Основные черты западных апокалиптических пророчеств верно угаданы в этом общем очерке. Лежащий во зле, век достигает апогея, а когда приходят новые времена, те, кто страдал, оказываются спасены и возвышены. Разумеется, такие пророчества имели большую власть над несчастными людьми. Норман Кон показывал, насколько буквально относятся к таким пророчествам потерявшиеся в жизни люди. Когда очередные несчастья обрушиваются на них, они уже слышат «вопли мессии». Тираны обыкновенно отождествляются с апокалиптическим чудищем последних дней, воплощением Антихриста. Растет ожидание искупителя-мессии, который исполнит пророчество, установив счастливое тысячелетие, в котором они будут участвовать как избранные. Эти надежды заставляли их думать о себе как о мессианском авангарде и бунтовать против сложившихся структур для того, чтобы завоевать для себя достойное место в новом мире. Степень их воинственности обычно определялась ощущаемой близостью спасения.

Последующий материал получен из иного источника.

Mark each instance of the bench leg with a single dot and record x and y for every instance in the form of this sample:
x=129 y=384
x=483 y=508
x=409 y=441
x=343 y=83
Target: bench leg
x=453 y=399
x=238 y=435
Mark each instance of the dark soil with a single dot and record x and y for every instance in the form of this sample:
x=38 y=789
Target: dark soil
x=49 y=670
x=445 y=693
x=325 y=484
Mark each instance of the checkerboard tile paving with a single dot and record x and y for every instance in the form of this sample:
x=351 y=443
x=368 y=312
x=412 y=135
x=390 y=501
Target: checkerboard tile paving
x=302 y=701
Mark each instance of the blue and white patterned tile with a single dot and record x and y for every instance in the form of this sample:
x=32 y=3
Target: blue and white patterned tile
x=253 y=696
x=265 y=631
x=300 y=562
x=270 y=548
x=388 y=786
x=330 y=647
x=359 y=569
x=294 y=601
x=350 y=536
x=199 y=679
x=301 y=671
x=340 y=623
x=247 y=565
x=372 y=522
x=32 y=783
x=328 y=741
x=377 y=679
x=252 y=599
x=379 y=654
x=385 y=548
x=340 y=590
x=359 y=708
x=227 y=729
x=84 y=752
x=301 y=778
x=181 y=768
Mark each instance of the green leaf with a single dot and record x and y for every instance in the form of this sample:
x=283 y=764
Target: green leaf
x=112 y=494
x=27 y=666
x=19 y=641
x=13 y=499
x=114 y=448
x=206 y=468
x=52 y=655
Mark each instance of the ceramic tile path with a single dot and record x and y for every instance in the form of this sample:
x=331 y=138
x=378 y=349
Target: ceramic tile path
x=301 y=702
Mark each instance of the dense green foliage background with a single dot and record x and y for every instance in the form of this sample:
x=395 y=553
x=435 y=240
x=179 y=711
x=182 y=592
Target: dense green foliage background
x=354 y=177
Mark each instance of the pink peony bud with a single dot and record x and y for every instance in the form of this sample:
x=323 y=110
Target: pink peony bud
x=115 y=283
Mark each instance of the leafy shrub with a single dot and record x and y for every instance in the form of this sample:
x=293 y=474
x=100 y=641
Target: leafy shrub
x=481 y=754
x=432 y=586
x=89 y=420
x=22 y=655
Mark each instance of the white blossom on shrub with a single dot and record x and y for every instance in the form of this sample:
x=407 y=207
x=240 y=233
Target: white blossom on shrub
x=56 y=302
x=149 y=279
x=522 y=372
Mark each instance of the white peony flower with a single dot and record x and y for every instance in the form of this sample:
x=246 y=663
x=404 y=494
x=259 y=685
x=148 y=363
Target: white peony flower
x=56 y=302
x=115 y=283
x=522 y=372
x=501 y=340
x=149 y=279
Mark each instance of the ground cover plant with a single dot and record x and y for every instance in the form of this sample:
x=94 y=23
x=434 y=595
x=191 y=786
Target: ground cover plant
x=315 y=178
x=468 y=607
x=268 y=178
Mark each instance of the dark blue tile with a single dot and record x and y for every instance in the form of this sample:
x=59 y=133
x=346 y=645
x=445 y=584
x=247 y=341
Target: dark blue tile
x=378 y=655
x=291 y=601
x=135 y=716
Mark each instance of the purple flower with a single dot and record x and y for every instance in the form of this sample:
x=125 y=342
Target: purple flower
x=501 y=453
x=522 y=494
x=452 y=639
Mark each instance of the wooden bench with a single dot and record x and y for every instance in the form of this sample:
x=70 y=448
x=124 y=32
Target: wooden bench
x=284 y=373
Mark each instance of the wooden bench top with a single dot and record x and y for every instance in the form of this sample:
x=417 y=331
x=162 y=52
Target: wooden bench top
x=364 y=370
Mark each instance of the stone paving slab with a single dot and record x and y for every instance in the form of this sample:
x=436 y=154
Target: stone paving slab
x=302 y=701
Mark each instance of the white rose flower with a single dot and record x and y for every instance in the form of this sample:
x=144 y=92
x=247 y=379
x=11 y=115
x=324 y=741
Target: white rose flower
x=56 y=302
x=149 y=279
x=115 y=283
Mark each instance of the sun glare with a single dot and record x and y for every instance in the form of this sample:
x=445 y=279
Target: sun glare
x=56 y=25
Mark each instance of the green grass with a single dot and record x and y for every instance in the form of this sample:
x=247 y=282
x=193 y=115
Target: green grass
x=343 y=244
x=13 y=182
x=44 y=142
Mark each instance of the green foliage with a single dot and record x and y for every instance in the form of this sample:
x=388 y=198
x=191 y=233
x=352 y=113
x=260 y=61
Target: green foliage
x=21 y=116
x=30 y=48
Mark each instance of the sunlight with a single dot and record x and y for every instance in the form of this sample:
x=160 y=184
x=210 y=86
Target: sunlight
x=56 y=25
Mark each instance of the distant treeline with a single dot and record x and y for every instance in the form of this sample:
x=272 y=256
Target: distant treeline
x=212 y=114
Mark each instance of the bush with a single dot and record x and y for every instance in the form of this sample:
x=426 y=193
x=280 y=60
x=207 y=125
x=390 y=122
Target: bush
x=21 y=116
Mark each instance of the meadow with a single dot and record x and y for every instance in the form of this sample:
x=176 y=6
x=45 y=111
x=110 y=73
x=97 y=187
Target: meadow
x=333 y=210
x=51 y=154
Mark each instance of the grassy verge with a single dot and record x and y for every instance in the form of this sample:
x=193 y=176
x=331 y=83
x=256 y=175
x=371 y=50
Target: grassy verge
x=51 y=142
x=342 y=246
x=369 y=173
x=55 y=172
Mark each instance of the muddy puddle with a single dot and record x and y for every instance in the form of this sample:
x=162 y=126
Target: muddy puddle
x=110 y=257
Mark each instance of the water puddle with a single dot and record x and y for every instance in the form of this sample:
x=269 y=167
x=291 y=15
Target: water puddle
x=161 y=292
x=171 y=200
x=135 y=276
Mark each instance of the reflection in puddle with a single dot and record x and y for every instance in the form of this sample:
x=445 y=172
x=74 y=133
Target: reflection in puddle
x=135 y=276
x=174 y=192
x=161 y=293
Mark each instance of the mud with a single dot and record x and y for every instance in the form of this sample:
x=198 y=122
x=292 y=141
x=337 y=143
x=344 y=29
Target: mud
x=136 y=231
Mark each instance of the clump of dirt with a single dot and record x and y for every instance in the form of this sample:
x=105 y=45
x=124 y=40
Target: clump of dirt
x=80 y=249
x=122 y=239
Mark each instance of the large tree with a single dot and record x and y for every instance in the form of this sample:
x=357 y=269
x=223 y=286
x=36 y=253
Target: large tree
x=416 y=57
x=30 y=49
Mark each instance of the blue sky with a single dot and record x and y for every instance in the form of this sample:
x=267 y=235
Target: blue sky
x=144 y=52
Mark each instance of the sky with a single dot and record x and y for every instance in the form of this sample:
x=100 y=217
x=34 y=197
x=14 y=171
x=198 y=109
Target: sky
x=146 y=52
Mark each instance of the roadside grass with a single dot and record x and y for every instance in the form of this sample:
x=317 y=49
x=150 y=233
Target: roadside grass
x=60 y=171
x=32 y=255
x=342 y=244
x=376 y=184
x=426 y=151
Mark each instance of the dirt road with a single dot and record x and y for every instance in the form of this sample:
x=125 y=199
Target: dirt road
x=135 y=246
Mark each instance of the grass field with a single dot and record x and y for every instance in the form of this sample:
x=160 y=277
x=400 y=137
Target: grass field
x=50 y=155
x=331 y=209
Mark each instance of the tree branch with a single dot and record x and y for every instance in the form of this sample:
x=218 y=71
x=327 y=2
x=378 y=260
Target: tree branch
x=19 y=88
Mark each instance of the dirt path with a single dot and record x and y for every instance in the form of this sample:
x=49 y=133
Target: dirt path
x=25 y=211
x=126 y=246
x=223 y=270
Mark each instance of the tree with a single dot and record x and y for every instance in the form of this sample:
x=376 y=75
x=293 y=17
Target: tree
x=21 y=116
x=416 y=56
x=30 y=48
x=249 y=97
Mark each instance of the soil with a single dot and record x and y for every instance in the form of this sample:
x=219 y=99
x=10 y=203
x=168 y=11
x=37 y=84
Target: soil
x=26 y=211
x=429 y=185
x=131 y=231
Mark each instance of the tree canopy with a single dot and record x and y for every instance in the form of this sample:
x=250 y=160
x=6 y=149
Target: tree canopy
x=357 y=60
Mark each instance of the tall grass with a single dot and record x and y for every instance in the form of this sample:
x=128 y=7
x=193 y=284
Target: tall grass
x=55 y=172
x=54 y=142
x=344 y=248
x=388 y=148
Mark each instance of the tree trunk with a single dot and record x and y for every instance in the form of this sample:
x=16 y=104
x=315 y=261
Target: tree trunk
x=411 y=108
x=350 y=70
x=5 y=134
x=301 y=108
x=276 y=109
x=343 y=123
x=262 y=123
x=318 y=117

Воскрешение древних религиозных фантазий в контексте западного революционного воображения свидетельствует о глубокой укорененности стремлений к счастью и комфорту во времена насилия и раздоров. Ведь нищета, эпидемии и войны всегда существовали в средневековой Европе и тем еще не порождали апокалиптических настроений: идеи золотого века тоже были традиционны. Однако движение Lebenswelt увидело в апокалиптике фундаментальную систему объяснения современных признаков упадка. Предположительный его источник идентифицировался как абсолютное зло, а уничтожение его означало предвосхищение золотого века. Абсолютные категории добра и зла, права и греха восстанавливали равновесие в умах дезориентированных людей. Эсхатологические идеи, таким образом, никогда не покидали иудеохристианской орбиты религиозного влияния.
Лист продолжал традицию апокалиптики, выражая крайний пессимизм относительно современного австрийского общества. Его возмущение особенно возрастало, когда дело касалось национального вопроса. В предшествующее десятилетие статус немецкого языка и немецкой культуры в Австрии постоянно подвергался сомнению славянами империи. Процесс этот зашел очень далеко при правительстве «Железного кольца», которое поддерживало клерикальные, консервативные и славянофильские интересы с 1879 по 1893 г. Триумф славянофилии наступил в 1897 г., когда граф Баден ввел свои законы о языках, обязав всех гражданских служащих Богемии говорить на чешском и немецком, — мера, явно направленная против немецкого населения. Лист выступил против клерикальных и социалистических партий, предпочитавших славянские интересы, под лозунгами Шенерера и движения Los von Rom; он осудил как незаконное назначение чешских священников в немецкие приходы в этнических провинциях и отрицал преобладание славян в бюрократической системе гражданской службы.
Его критика современной Австрии затрагивала и более широкие социальные и экономические вопросы.